Aku keluar gedung untuk sejenak melepas kejengahan. Entah jalan Tuhan yang telah mengatur semua ini, aku terlibat obrolan ringan dengan salah seorang pengantar wisudawan. Seperti menjawab apa yang sedang berkemelut dalam pikiranku, ia memberi jawaban.
Awalnya ia bertanya, kapan wisudawan akan keluar gedung. Karena aku kebetulan tahu juklaknya, ya aku jawab saja jam 16.20. Lalu oborolan pun mengalir.
“Karena Mbak sudah menjawab pertanyaan saya, saya juga akan bawa oleh-oleh buat Mbak,” kata pria berkemeja rapi itu. Usianya kira-kira dua puluhan. Ia pekerja kantoran lulusan Teknik Informatika.
Ia mengomentari tentang penyambutan wisudawan yang disiapkan oleh tiap-tiap jurusan.
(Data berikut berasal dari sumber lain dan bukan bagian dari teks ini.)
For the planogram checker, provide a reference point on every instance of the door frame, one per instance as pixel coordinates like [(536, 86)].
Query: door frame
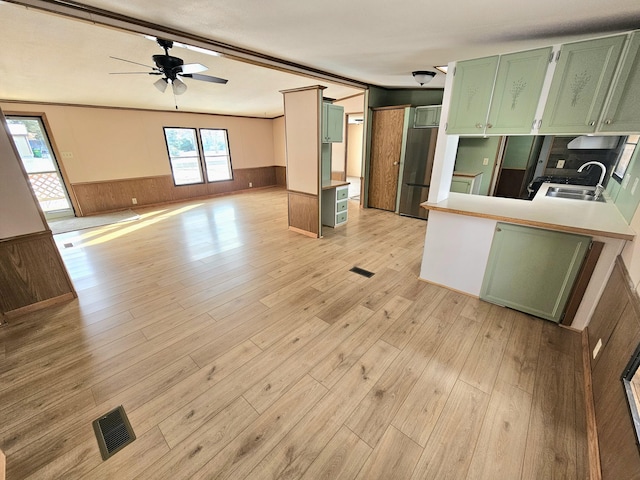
[(406, 114), (75, 205)]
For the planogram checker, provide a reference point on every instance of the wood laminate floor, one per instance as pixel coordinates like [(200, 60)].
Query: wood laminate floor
[(242, 350)]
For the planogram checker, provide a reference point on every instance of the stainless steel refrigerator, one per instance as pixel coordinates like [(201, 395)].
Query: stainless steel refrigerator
[(416, 173)]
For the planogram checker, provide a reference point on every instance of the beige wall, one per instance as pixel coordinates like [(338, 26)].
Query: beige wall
[(339, 150), (302, 118), (111, 144), (19, 213), (631, 253), (279, 144)]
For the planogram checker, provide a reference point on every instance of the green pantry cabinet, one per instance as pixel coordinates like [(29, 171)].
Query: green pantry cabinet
[(332, 122), (533, 270), (499, 92)]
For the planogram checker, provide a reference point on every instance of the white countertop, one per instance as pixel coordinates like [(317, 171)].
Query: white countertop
[(577, 216)]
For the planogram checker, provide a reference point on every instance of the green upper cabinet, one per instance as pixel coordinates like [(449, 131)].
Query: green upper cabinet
[(332, 123), (517, 91), (533, 270), (471, 95), (428, 116), (580, 85), (623, 112)]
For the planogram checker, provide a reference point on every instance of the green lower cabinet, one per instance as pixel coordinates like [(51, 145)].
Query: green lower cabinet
[(533, 270)]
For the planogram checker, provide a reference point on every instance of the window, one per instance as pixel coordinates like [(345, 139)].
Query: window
[(196, 154)]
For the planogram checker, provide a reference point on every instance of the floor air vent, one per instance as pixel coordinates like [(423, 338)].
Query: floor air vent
[(113, 432), (362, 271)]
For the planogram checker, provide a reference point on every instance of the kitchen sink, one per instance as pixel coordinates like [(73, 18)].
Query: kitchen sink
[(578, 193)]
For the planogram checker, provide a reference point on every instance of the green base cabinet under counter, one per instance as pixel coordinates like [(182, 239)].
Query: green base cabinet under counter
[(334, 206), (533, 270)]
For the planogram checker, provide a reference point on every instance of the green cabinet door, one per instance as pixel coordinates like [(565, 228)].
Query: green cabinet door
[(580, 85), (428, 116), (623, 112), (471, 95), (461, 184), (533, 270), (517, 91), (332, 121)]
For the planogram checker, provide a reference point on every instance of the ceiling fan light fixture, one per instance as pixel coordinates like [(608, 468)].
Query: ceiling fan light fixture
[(423, 76), (161, 84), (179, 87)]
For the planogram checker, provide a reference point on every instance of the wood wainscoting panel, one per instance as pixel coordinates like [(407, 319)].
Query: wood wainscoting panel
[(113, 195), (304, 212), (31, 272), (281, 175)]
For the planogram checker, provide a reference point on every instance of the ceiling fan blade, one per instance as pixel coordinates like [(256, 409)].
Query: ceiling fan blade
[(205, 78), (193, 68), (134, 73), (136, 63)]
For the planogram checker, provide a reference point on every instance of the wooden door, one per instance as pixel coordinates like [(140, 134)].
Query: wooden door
[(386, 146)]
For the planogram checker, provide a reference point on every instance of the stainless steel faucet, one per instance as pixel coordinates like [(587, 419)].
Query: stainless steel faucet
[(599, 187)]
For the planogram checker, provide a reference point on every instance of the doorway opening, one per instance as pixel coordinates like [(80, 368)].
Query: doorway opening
[(33, 145), (353, 159)]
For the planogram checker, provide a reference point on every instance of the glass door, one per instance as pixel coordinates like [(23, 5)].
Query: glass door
[(32, 143)]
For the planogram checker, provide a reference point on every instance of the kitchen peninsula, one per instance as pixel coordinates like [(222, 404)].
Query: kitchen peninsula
[(461, 229)]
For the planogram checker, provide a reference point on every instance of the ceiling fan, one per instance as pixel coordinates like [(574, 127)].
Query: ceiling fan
[(172, 69)]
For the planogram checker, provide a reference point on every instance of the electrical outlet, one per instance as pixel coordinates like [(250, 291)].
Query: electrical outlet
[(597, 348)]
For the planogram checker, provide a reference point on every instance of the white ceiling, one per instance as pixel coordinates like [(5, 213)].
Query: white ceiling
[(49, 58)]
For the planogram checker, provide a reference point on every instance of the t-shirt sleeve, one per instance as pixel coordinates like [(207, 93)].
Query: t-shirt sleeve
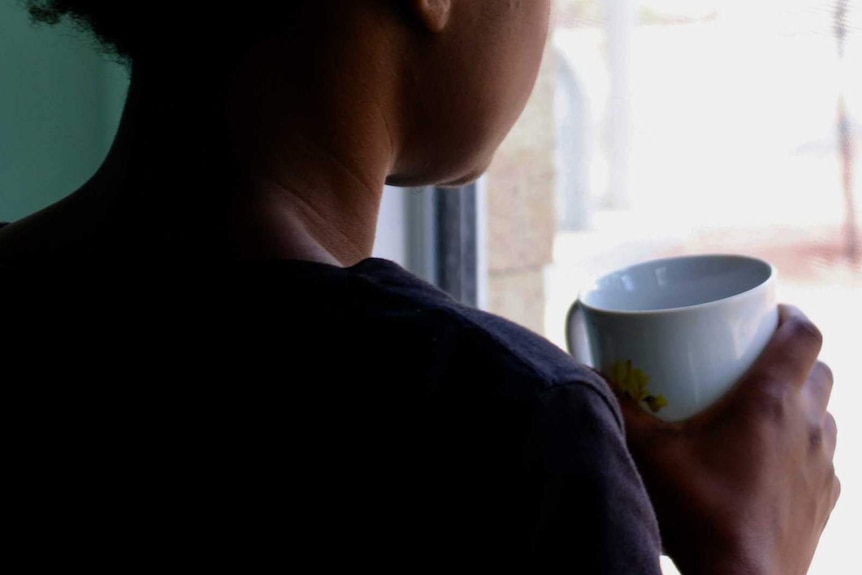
[(594, 513)]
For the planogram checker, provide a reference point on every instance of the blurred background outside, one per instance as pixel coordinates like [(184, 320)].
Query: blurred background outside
[(666, 127), (657, 128)]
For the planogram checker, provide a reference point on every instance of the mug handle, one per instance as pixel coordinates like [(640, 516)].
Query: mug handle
[(576, 334)]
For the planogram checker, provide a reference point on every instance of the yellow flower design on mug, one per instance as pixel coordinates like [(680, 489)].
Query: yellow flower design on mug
[(633, 382)]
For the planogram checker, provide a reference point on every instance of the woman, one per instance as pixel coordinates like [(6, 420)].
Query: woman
[(341, 409)]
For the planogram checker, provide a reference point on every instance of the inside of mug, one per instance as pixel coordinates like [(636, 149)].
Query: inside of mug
[(677, 282)]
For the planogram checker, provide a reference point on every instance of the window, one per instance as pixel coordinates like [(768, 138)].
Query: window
[(664, 127)]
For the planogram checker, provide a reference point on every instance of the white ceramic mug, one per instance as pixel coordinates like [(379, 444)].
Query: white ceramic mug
[(675, 334)]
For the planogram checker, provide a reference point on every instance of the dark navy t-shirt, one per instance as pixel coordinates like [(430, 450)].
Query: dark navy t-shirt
[(297, 412)]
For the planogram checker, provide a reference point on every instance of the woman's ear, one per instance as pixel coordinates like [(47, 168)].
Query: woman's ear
[(434, 14)]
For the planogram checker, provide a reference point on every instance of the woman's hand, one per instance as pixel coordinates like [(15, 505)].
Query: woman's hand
[(748, 485)]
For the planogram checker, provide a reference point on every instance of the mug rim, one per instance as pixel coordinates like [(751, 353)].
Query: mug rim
[(772, 272)]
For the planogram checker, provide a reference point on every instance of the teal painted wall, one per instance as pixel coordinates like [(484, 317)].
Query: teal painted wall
[(60, 103)]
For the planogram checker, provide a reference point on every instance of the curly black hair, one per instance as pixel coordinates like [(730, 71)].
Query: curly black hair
[(134, 29)]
Ia berkata, “Apa semua ini efisien?” katanya dengan nada biasa namun sarkatis. “Di dunia kerja, semua tak seperti yang kita dulu kira,” katanya melanjutkan.
Setelah aku gali, ternyata pria yang ternyata Hanif ini dulunya tidak pernah mengikuti kegiatan-kegiatan kemahaiswaan seperti ospek dan lain-lain. Ia seorang yang memegang kukuh ideologinnya.
Yang membuat aku tercenung adalah, “Yang harus mulai kita pegang adalah tiga Mbak,” katanya. Pertama, apa yang penting sekarang. Kedua Siapa yang penting sekarang. Dan Untuk apa yang ada pentingkan sekarang. “Semua harus efisien. Tapi tidak perlu dipikirkan sekarang. Jangan dianalisa, nanti juga mengerti sendiri,”
“Jangan takut melihat masa depan Mbak, Jalani saja apa adanya. Tapi bukan bererti pasrah,” katanya seperti membaca pikiranku.